For me, though, the key takeaway is that as presented, GPT-3 is not deriving scalar implicatures in the same way that humans do: unlike humans, GPT-3 responds that “Some” always more than zero but not all, regardless of what a speaker knows. The question to be determined in future investigations is why.
There are some good reasons to think that the literal meaning of some could include ALL. For example, if you later find out that all of the students passed the test, and that I knew this fact, most (though not all!) people wouldn’t think I’d been lying when I said “some”. You might think I was being an uncooperative conversational partner, but not necessarily that I was stating an outright falsehood.
Note that this is not a claim about the time course by which this happens.
I should note that the paper makes a fair number of additional points, including the fact that training these LLMs involves a high amount of carbon emissions, as well as the now well-documented observation that their representation of language seems to encode social biases (e.g., relating to gender, race, and more).

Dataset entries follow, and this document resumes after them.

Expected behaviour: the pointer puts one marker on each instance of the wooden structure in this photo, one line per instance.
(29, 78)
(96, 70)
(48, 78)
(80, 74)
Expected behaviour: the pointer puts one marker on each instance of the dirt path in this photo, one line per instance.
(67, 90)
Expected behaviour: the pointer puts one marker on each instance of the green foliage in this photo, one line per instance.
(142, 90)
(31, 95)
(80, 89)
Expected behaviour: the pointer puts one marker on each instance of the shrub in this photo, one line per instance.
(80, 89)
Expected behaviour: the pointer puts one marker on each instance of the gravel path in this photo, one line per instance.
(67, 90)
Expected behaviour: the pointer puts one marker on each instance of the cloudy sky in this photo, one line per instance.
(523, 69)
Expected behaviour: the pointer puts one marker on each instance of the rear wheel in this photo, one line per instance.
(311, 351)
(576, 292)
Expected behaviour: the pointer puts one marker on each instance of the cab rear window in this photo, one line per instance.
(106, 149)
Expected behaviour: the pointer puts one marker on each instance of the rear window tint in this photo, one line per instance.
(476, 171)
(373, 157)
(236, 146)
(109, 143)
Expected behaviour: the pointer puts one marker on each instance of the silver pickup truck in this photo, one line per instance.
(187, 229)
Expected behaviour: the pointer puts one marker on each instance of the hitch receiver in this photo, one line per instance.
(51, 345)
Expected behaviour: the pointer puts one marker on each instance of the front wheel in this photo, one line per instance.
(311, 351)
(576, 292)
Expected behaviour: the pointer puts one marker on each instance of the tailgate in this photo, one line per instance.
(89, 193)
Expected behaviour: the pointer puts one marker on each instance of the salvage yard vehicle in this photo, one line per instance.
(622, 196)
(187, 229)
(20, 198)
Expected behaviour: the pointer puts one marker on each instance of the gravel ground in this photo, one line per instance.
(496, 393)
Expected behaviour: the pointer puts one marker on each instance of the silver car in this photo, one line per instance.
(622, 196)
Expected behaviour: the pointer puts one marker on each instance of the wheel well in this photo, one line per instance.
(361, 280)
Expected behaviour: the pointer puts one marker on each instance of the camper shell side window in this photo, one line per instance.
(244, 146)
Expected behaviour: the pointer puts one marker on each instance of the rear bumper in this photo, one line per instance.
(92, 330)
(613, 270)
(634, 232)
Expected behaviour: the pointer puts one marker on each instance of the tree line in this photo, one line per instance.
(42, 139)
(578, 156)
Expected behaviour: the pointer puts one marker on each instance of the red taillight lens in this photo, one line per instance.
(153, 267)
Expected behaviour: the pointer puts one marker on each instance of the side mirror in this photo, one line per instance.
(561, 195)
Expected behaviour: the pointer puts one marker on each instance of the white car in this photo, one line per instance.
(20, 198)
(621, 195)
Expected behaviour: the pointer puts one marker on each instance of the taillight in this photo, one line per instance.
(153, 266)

With the caveat, of course, that even if GPT-3 “fails”, a bigger, better model might always out-perform it sometime in the future.
There’s an even deeper point to explore there, which I hope to write a separate post about, which is that the very structure of language encodes our knowledge of the world. Thus, learning language is almost like a kind of shortcut to learning about how the world works. As others have argued, it’s a kind of cognitive enhancement––one of our first and greatest technologies.
The authors also asked two other questions. One was designed to obtain a subject’s “prior” over how many letters had checks (i.e., before Laura says anything); I can tell you that GPT-3 responds with: “All three of the letters Laura received have checks inside.” The other question was designed to probe whether subjects had encoded information about Laura’s likely knowledge state; Pt. 2 has the results for that.
Some preliminary tests suggest that other temperature settings don’t have a big impact on the main results, but I can’t speak definitively to this.